4.1 Getting A DOM Tree

The easiest way to get a DOM tree is to have it built for you. One of the modules in the xml.dom package is sax_builder.py, which provides a SaxBuilder class that will construct a DOM tree from its input. You must create a SaxBuilder instance and a SAX parser, associate the instance as the parser's document handler, and then retrieve the resulting tree.

import sys
from xml.sax import saxexts
from xml.dom.sax_builder import SaxBuilder

# Create a SAX parser and a SaxBuilder instance
p = saxexts.make_parser()
dh = SaxBuilder()
p.setDocumentHandler(dh)

# Parse the input, and close the parser
p.parseFile(sys.stdin)
p.close()

# Retrieve the DOM tree
doc = dh.document

The SaxBuilder document handler makes the resulting DOM tree available as its document attribute.
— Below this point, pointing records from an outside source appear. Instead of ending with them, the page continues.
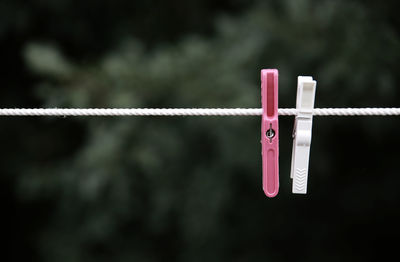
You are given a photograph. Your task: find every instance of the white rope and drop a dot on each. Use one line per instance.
(190, 111)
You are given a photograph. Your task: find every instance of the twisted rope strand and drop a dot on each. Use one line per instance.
(190, 111)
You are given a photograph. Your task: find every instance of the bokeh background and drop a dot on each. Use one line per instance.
(189, 188)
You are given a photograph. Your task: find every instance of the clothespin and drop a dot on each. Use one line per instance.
(302, 133)
(269, 131)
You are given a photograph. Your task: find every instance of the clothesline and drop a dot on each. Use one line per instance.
(191, 111)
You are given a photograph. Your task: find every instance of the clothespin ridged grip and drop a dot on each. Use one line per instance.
(270, 131)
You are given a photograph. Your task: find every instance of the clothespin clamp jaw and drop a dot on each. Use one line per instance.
(302, 130)
(270, 131)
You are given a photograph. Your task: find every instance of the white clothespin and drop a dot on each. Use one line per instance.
(302, 133)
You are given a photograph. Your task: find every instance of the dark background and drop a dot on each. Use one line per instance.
(189, 188)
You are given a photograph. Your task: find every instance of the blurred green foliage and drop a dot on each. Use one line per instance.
(189, 188)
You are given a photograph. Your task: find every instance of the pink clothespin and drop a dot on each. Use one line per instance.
(270, 131)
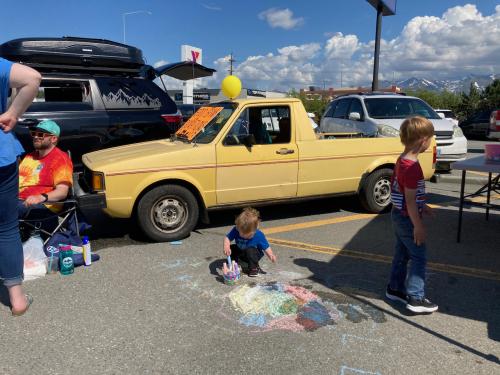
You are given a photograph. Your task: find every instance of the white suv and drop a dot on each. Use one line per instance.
(385, 113)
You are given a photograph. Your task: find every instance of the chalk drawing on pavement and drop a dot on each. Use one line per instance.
(344, 370)
(281, 306)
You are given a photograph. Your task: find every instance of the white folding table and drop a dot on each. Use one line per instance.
(478, 164)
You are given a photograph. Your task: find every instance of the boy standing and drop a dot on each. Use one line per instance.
(250, 243)
(408, 199)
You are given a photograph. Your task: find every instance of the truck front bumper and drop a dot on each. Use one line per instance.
(451, 150)
(87, 200)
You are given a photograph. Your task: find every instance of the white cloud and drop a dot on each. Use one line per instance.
(340, 46)
(281, 18)
(460, 42)
(211, 7)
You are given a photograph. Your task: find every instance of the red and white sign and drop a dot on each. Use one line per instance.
(190, 53)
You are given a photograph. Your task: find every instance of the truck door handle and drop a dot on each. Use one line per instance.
(284, 151)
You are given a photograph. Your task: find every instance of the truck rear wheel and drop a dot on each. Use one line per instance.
(375, 194)
(167, 213)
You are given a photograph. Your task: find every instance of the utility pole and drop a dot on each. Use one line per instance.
(231, 60)
(384, 8)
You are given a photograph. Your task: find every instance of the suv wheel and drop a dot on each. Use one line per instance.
(375, 194)
(167, 213)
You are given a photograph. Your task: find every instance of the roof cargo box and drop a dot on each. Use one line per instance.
(73, 53)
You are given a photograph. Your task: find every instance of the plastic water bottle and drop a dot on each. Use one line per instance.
(87, 255)
(66, 265)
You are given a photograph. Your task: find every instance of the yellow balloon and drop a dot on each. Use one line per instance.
(231, 86)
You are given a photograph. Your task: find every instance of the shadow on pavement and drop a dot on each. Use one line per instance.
(471, 293)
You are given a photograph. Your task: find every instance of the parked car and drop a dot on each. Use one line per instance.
(100, 92)
(381, 114)
(477, 124)
(232, 160)
(447, 114)
(187, 110)
(494, 131)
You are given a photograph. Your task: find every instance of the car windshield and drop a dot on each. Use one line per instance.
(398, 108)
(210, 130)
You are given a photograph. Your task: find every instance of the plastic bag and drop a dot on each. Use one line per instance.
(35, 261)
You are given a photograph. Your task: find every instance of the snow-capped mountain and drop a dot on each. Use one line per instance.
(456, 86)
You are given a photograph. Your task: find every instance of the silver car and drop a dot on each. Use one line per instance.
(381, 114)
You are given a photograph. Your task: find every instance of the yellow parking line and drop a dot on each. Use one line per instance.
(316, 223)
(446, 268)
(479, 199)
(479, 173)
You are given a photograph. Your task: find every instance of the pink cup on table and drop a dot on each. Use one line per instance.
(492, 152)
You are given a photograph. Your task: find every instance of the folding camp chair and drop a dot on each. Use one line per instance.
(65, 217)
(68, 213)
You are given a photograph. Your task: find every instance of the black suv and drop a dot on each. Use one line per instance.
(100, 92)
(96, 112)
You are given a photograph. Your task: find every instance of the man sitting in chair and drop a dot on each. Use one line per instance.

An even easier way of creating a DOM tree is to use the FileReader class in the xml.dom.utils module. It

from xml.dom import utils
reader = utils.FileReader('quotations.xml')
doc = reader.document

FileReader can handle both XML and HTML input files, and can parse input from any file-like object. This can be used to produce DOM trees from documents retrieved through HTTP:

from xml.dom.utils import FileReader
import urllib

URL = 'http://localhost/index.html'
sock = urllib.urlopen(URL)
f=FileReader()
doc = f.readFile('index.html', sock)

You could also subclass FileReader to implement some specialized behaviour that you require.